The Corner

Politics & Policy

House GOP Meeting Gives Little Clarity on Succession

There could have been fireworks at the House GOP meeting this morning, the first since Kevin McCarthy unexpectedly dropped his bid for speaker. Instead, members said little was changed, and little resolved.

“No announcements, nobody quit, nobody’s announced new candidates,” Nevada representative Mark Amodei tells National Review as he leaves.

Paul Ryan, the seemingly reluctant favorite to take the reins of the conference, sat in the room until the bitter end of the meeting, listening to the speeches, according to another member in attendance. Ryan himself did not speak, and members said he did not give any indication one way or the other as to whether he was reconsidering his decision not to seek the speakership.

On his way into the meeting, Ryan repeatedly told reporters, “I’ve got nothing new to say.”

Members took to the microphones during the meeting to talk about how to move forward, and Cole said there was actually a large amount of praise for Boehner and McCarthy.

One member tells National Review the atmosphere in the room was “pleasant,” and representative Tom Cole told reporters: “people were actually kinder and gentler to one another this morning than maybe they’ve been for the past few weeks.”
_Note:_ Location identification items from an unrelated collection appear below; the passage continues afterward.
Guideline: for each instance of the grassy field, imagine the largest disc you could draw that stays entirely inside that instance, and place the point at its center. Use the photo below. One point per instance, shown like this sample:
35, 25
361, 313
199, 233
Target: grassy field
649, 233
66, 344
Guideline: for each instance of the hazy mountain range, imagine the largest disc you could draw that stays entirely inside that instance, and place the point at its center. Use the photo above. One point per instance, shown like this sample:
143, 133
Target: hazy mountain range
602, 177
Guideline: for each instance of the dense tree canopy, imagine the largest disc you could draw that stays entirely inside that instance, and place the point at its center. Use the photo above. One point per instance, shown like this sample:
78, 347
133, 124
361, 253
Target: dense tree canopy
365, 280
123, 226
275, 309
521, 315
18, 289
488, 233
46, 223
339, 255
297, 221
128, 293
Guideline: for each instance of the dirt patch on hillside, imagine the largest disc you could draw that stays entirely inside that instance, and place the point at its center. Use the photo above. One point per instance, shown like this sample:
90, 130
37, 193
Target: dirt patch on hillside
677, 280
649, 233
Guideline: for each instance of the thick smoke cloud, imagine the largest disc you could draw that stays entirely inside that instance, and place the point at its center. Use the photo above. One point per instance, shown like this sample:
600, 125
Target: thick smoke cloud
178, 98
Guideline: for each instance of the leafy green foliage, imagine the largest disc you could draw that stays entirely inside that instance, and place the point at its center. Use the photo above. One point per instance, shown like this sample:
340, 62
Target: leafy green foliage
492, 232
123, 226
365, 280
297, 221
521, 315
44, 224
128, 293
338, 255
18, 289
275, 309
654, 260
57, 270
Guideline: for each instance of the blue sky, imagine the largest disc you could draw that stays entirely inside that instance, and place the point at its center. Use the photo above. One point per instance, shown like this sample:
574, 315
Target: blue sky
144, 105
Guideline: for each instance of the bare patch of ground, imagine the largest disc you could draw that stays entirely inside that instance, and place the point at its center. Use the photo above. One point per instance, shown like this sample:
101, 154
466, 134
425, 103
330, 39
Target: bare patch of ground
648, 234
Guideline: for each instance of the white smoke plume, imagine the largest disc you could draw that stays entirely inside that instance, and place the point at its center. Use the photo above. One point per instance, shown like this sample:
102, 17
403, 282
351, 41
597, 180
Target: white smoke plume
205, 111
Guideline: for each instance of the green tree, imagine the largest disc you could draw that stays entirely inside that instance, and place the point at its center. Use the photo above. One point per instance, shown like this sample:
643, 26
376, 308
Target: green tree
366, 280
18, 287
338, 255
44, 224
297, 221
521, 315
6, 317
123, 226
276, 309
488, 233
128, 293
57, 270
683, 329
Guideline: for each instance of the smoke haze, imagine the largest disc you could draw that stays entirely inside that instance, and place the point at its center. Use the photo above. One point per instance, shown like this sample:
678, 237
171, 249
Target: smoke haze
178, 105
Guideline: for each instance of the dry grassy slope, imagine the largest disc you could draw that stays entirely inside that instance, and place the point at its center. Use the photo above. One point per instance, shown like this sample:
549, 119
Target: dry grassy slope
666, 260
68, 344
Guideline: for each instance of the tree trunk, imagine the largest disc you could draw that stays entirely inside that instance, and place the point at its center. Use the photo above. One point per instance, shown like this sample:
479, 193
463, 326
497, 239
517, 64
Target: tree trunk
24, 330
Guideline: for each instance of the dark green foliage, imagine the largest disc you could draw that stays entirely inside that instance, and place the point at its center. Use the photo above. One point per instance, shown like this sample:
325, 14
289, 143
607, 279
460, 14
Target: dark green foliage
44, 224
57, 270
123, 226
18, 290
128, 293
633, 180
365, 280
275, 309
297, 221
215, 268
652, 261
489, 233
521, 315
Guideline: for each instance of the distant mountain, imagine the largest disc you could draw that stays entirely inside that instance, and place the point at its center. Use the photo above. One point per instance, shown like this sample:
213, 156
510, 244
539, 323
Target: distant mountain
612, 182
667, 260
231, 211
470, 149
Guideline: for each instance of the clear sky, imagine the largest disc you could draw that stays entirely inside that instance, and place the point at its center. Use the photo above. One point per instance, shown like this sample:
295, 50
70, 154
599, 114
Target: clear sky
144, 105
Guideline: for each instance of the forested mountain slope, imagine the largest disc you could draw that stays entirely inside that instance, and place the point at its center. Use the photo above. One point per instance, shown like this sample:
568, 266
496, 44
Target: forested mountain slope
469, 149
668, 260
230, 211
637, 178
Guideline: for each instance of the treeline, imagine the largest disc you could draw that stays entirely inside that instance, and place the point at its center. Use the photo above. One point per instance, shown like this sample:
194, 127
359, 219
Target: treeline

“The amount of applause that the speaker and Kevin got when they got up was really pretty stunning,” Cole said.

He said several members went to the microphones and called their decisions to bow out “selfless.”

Renee Ellmers gave a short, “choked up,” and “emotional” speech at the microphone that was “well received,” one member in the room says. She apologized to colleagues for the “Steve Baer e-mails we have been receiving,” says another House Republican in the room, referring to e-mails from a GOP donor that a number of members have reportedly received alleging impropriety on the part of Ellmers and McCarthy.

Speaker John Boehner assured members he would stay until a successor had been chosen. He said he still hoped that could happen by the end of the month, when he had planned to resign, but said he would stay as long as necessary.

No formal timeline was set for when the scuttled speaker election would be rescheduled. Next week Congress is in recess and members are scheduled to be home in their districts.

It was not clear when Boehner would lay out a more concrete timeline.

“I think he’s gonna let a little healing set in,” said Cole.